Arthur Smith

Personal information
- Full name: Arthur Smith
- Born: 17 March 1872 Barlestone, Leicestershire, England
- Died: 3 October 1952 (aged 80) Melton Mowbray, Leicestershire, England
- Batting: Right-handed
- Bowling: Right-arm fast

Domestic team information
- 1890: Leicestershire

Career statistics
| Competition | First-class |
| Matches | 4 |
| Runs scored | 16 |
| Batting average | 2.66 |
| 100s/50s | –/– |
| Top score | 9 |
| Balls bowled | 313 |
| Wickets | 5 |
| Bowling average | 27.00 |
| 5 wickets in innings | – |
| 10 wickets in match | – |
| Best bowling | 3/40 |
| Catches/stumpings | –/– |
- Source: Cricinfo, 28 February 2012

= Arthur Smith (cricketer, born 1872) =

English cricketer

Arthur Smith (17 March 1872 - 3 October 1952) was an English cricketer. Smith was a right-handed batsman who bowled right-arm fast. He was born at Barlestone, Leicestershire.

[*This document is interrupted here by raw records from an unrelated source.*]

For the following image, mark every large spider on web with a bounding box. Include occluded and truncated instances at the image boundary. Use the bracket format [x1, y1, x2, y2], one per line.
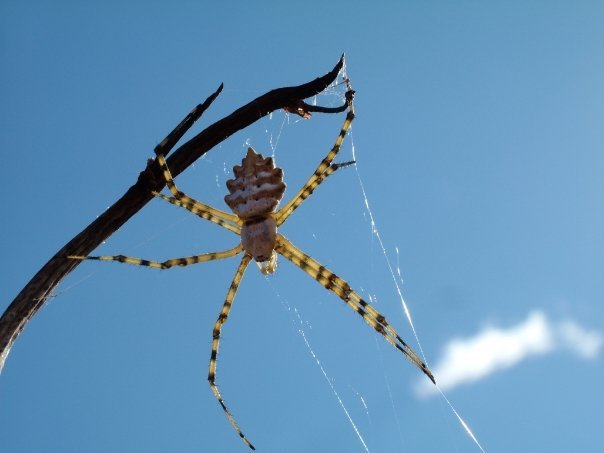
[70, 82, 435, 450]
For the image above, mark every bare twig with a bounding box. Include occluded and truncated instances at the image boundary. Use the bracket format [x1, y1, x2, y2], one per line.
[0, 55, 346, 374]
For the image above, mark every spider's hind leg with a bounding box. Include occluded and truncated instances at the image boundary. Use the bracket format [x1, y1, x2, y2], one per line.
[152, 89, 224, 205]
[151, 95, 240, 230]
[152, 191, 240, 233]
[276, 89, 356, 225]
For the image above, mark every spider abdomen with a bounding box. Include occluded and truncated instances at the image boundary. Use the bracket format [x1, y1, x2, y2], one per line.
[241, 216, 277, 264]
[224, 147, 286, 219]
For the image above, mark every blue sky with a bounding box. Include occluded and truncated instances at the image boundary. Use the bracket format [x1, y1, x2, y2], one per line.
[1, 2, 603, 452]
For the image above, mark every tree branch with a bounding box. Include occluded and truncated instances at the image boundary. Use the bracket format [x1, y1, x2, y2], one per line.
[0, 55, 346, 374]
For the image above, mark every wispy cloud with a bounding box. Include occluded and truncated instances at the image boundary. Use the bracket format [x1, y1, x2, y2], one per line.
[416, 311, 603, 397]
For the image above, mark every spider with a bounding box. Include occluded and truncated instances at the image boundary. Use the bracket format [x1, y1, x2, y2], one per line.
[70, 86, 435, 450]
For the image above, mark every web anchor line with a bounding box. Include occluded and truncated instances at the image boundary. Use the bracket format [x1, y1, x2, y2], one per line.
[264, 279, 370, 453]
[350, 138, 486, 452]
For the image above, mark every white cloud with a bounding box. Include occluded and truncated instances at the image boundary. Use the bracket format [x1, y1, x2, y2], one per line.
[558, 320, 604, 359]
[416, 310, 603, 397]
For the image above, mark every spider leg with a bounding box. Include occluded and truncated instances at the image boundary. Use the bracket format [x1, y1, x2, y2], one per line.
[151, 100, 239, 231]
[152, 191, 241, 234]
[275, 234, 435, 384]
[275, 90, 355, 226]
[154, 153, 239, 224]
[69, 244, 243, 269]
[207, 254, 256, 450]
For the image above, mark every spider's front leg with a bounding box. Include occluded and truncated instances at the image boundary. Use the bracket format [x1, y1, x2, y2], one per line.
[207, 254, 257, 450]
[275, 234, 435, 384]
[68, 244, 244, 270]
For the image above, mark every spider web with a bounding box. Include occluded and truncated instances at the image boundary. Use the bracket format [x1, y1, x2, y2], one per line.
[59, 74, 487, 451]
[260, 78, 374, 451]
[253, 69, 487, 451]
[350, 138, 486, 453]
[240, 76, 376, 451]
[266, 280, 371, 452]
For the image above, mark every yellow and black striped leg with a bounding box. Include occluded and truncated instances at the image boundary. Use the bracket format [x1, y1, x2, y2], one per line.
[154, 153, 239, 223]
[208, 254, 255, 450]
[276, 99, 355, 226]
[152, 191, 241, 234]
[68, 244, 243, 270]
[151, 91, 239, 231]
[275, 234, 435, 384]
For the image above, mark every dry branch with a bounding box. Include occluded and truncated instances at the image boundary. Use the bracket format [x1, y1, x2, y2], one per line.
[0, 56, 346, 373]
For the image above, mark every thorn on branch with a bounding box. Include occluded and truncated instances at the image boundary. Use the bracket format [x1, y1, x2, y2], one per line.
[154, 83, 224, 158]
[283, 87, 355, 119]
[283, 101, 313, 119]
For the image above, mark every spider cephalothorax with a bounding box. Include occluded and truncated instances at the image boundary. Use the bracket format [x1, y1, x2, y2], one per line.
[224, 147, 286, 272]
[70, 84, 435, 450]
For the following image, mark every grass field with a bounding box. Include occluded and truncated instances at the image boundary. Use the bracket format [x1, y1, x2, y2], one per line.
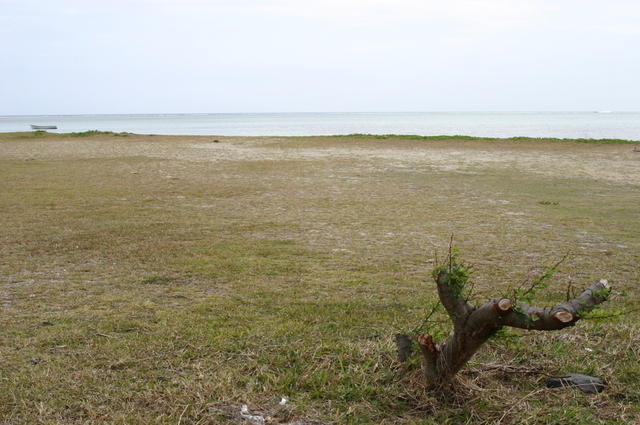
[1, 132, 639, 424]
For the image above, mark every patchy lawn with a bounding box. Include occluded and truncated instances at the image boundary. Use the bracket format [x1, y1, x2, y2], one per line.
[1, 132, 639, 424]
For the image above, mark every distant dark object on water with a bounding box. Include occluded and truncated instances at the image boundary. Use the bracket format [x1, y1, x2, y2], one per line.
[546, 373, 606, 394]
[31, 125, 57, 130]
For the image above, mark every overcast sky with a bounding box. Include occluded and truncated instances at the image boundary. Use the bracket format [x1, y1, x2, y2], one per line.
[1, 0, 639, 115]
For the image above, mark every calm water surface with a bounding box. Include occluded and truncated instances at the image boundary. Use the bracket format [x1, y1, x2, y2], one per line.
[1, 112, 639, 140]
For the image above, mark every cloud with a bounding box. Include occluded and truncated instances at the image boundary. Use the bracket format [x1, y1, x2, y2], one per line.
[1, 0, 639, 114]
[182, 0, 549, 31]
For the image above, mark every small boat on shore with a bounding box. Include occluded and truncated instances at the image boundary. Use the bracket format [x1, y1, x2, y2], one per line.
[31, 124, 57, 130]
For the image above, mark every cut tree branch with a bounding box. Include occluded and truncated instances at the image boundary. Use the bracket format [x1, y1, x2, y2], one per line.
[414, 255, 611, 389]
[434, 270, 473, 325]
[500, 279, 611, 331]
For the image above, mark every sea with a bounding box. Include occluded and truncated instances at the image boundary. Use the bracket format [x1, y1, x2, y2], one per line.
[1, 112, 639, 140]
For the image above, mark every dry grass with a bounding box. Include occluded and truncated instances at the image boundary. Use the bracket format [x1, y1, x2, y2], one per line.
[1, 132, 639, 424]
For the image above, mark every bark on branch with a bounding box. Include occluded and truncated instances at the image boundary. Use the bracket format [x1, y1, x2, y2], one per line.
[499, 280, 610, 330]
[435, 270, 473, 326]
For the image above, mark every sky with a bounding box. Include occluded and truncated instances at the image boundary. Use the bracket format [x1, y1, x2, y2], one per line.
[1, 0, 639, 115]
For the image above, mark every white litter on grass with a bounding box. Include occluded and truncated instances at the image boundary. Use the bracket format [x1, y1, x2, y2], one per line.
[279, 397, 288, 405]
[240, 405, 265, 425]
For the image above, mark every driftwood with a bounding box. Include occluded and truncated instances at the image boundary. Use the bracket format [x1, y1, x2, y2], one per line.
[402, 254, 611, 388]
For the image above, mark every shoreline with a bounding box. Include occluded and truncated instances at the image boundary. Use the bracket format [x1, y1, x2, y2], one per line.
[2, 131, 640, 144]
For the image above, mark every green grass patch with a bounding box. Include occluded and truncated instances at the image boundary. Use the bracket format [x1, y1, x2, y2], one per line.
[8, 130, 51, 139]
[337, 133, 640, 144]
[139, 275, 173, 285]
[69, 130, 130, 137]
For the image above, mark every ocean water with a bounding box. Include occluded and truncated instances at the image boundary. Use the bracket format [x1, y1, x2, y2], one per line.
[1, 112, 639, 140]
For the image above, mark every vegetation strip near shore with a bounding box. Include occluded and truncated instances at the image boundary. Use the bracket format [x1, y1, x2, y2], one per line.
[0, 133, 638, 424]
[342, 133, 640, 144]
[3, 131, 640, 143]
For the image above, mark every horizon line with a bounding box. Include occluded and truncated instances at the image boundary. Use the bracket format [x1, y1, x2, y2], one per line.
[2, 110, 639, 118]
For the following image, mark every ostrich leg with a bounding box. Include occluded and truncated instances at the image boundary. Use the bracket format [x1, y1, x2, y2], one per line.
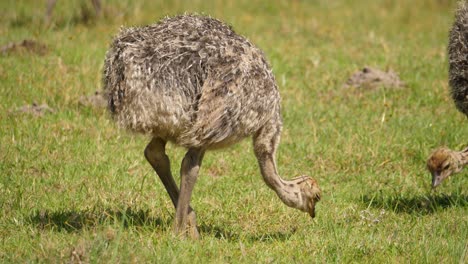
[91, 0, 102, 16]
[144, 137, 200, 238]
[175, 148, 205, 238]
[46, 0, 101, 21]
[45, 0, 57, 22]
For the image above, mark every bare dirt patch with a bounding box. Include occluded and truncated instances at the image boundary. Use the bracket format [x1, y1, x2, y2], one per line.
[12, 102, 55, 117]
[78, 91, 107, 108]
[343, 67, 405, 90]
[1, 39, 48, 56]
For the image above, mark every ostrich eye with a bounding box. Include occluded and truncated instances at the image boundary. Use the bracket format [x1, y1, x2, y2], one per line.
[442, 164, 450, 170]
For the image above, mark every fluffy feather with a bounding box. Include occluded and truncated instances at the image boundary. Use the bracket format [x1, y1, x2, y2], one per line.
[103, 14, 280, 149]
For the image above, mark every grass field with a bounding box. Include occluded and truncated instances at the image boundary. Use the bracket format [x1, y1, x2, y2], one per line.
[1, 0, 467, 262]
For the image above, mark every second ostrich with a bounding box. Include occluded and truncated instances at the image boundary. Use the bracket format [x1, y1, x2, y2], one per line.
[427, 1, 468, 188]
[103, 14, 321, 238]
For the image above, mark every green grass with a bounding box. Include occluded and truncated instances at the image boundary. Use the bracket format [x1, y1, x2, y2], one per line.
[1, 0, 467, 262]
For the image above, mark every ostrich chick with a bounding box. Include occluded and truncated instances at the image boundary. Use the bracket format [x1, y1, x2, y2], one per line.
[103, 14, 321, 238]
[427, 147, 468, 187]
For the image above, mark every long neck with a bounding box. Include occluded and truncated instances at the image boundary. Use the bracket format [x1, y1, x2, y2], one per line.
[457, 146, 468, 167]
[256, 154, 305, 209]
[449, 146, 468, 174]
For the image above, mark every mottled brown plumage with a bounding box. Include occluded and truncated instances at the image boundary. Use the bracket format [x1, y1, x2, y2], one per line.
[449, 0, 468, 117]
[427, 147, 468, 187]
[103, 14, 321, 238]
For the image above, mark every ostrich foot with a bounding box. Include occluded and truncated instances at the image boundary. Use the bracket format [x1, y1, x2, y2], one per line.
[187, 210, 200, 239]
[174, 210, 200, 239]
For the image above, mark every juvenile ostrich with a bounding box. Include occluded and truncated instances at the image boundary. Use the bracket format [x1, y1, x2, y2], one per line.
[427, 147, 468, 187]
[46, 0, 101, 22]
[427, 1, 468, 188]
[103, 14, 321, 238]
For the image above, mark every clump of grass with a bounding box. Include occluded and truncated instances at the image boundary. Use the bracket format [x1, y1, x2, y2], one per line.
[0, 0, 466, 262]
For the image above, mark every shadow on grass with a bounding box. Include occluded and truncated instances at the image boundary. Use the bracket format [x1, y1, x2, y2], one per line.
[199, 224, 294, 242]
[361, 193, 467, 215]
[28, 207, 171, 232]
[30, 208, 296, 241]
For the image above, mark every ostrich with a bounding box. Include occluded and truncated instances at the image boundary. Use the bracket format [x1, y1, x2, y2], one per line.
[427, 147, 468, 187]
[46, 0, 101, 23]
[103, 14, 321, 238]
[427, 1, 468, 188]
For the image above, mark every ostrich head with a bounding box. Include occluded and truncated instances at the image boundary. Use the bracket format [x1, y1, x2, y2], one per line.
[297, 177, 321, 218]
[427, 147, 464, 188]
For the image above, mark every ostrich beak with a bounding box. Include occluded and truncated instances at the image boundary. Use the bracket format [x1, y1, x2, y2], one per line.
[431, 172, 442, 188]
[308, 200, 317, 218]
[309, 207, 316, 218]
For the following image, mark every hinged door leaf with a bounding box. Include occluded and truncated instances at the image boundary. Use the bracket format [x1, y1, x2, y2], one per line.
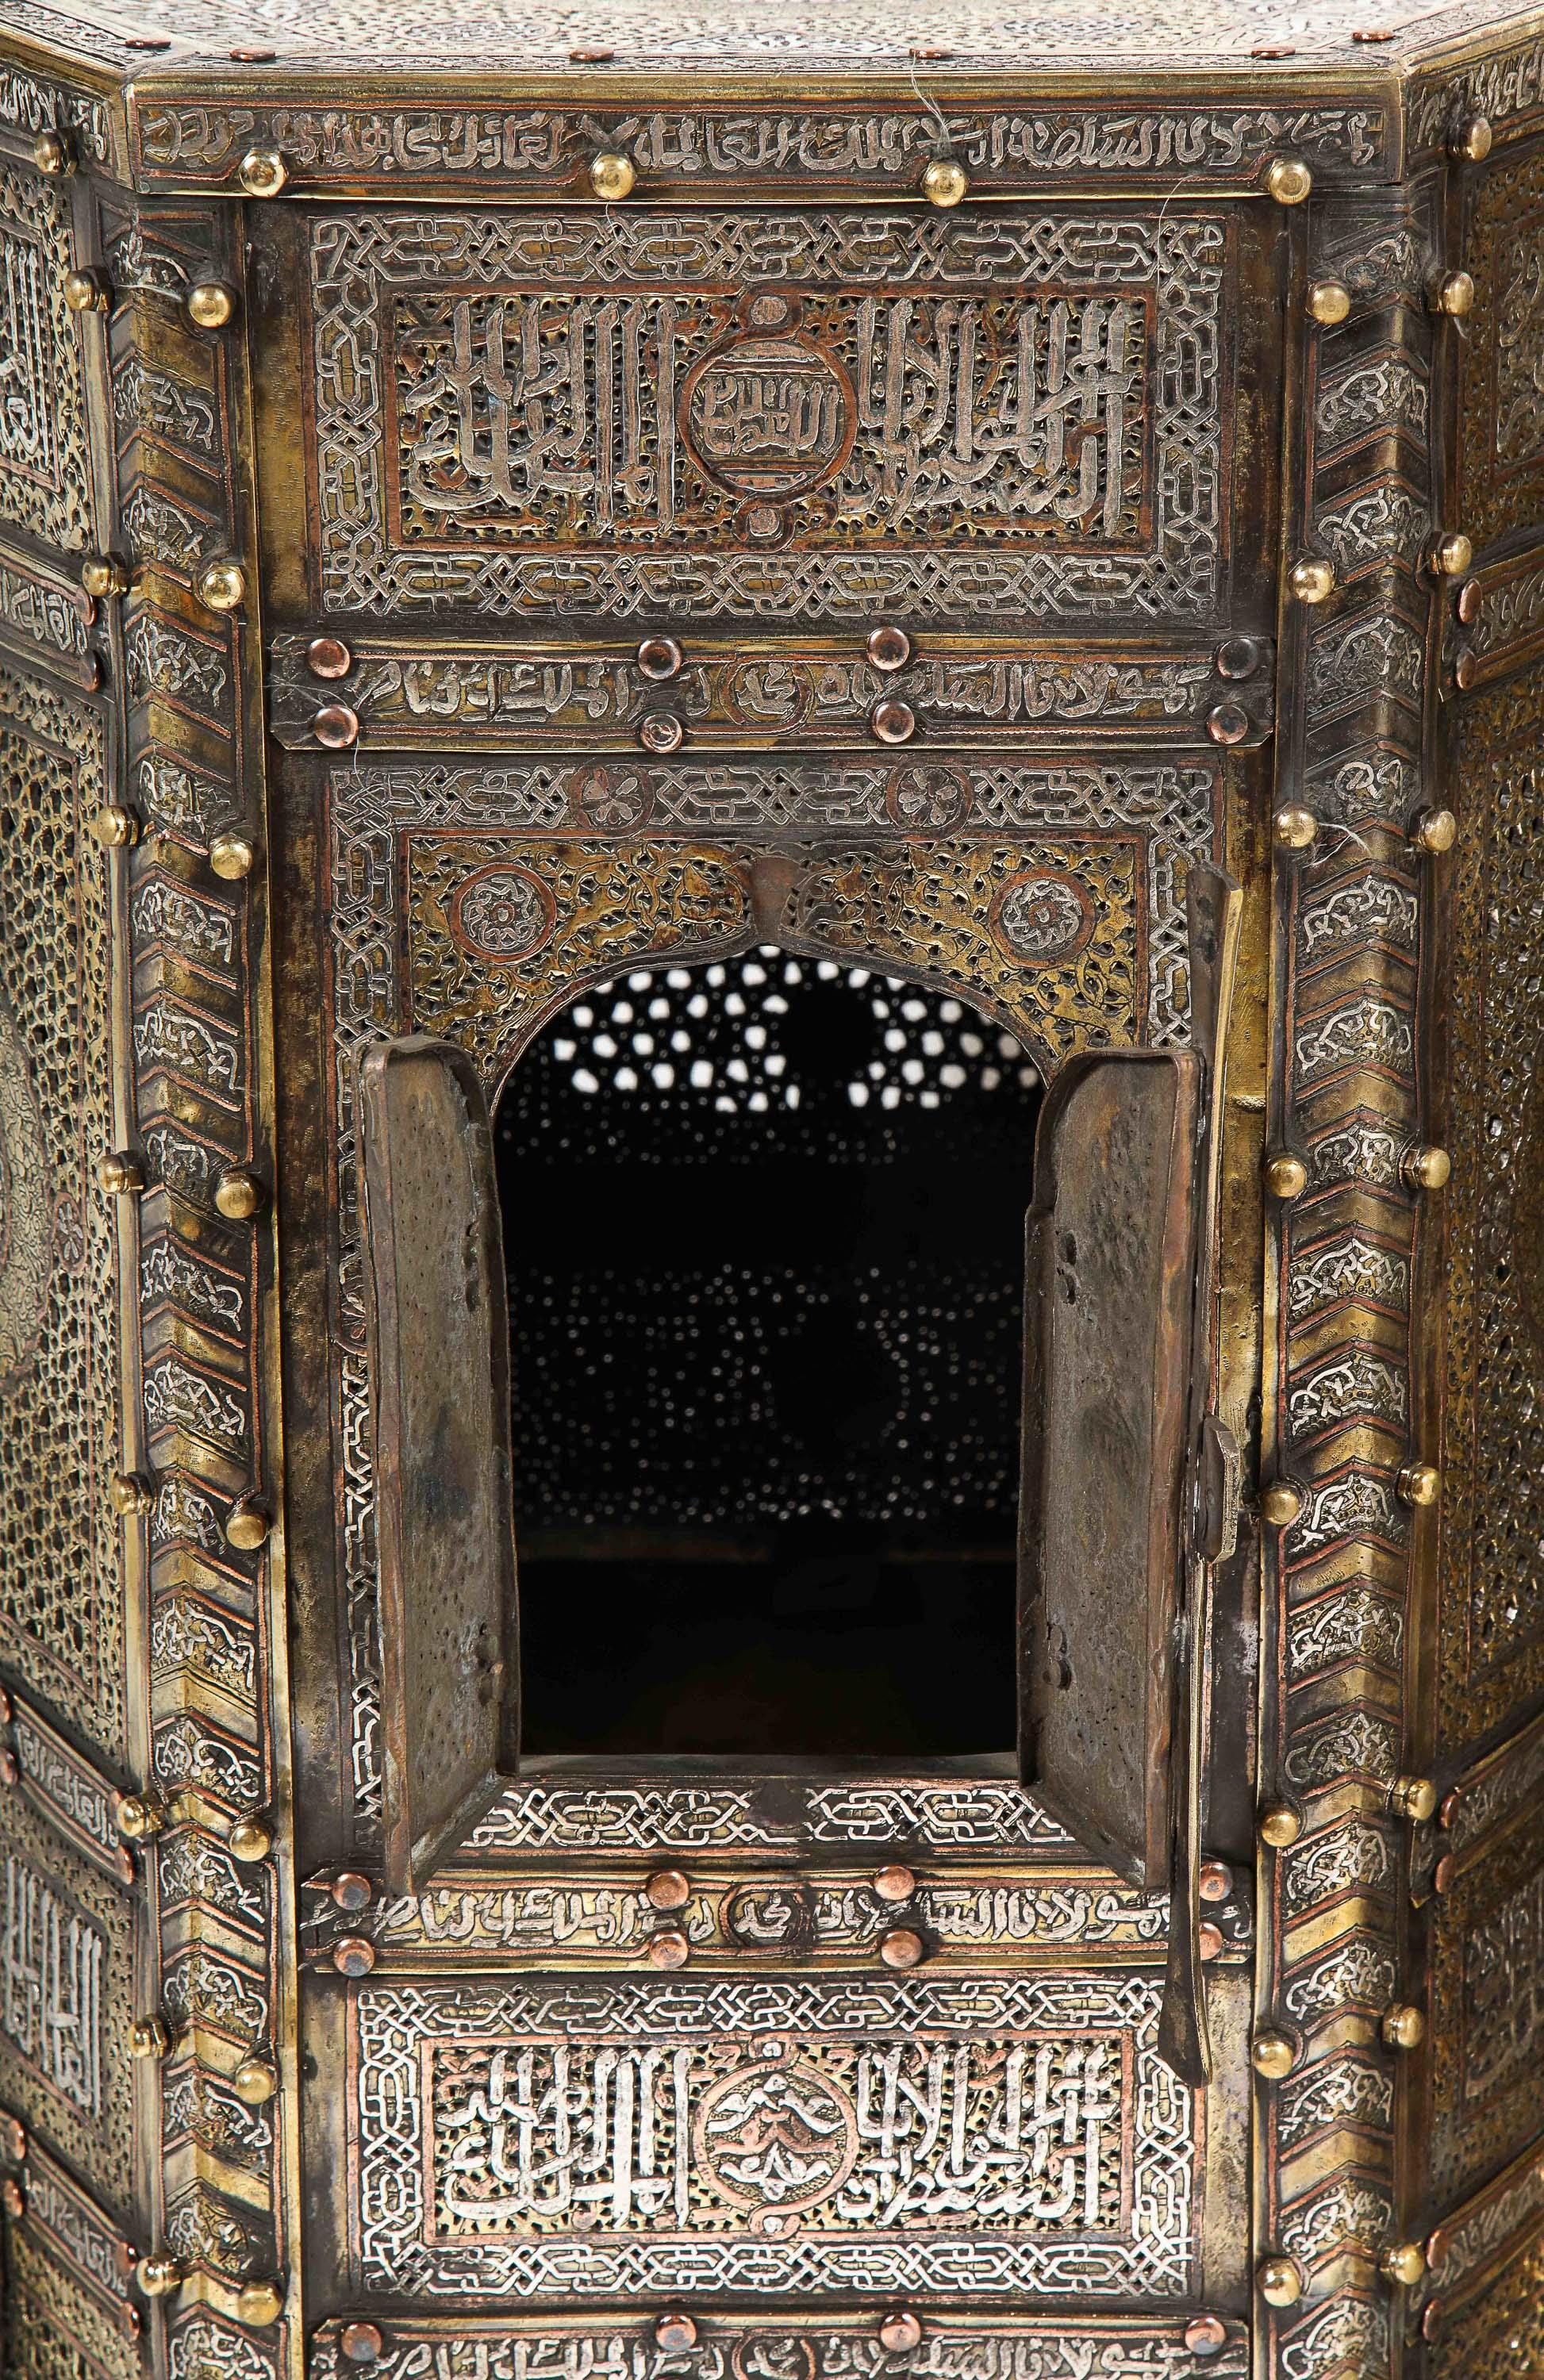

Smith made his first-class debut for Leicestershire against Yorkshire at Headingley in the 1897 County Championship. He made two further first-class appearances in that season against Lancashire and the Marylebone Cricket Club, while his fourth and final first-class appearance came in the 1901 County Championship against Derbyshire. Smith's main role was as a bowler, in his four first-class matches he took 5 wickets at an expensive average of 27.00, with best figures of 3/40. With the bat, he scored 16 runs at a batting average of 2.66, with a high score of 9.

He died at Melton Mowbray, Leicestershire, on 3 October 1952.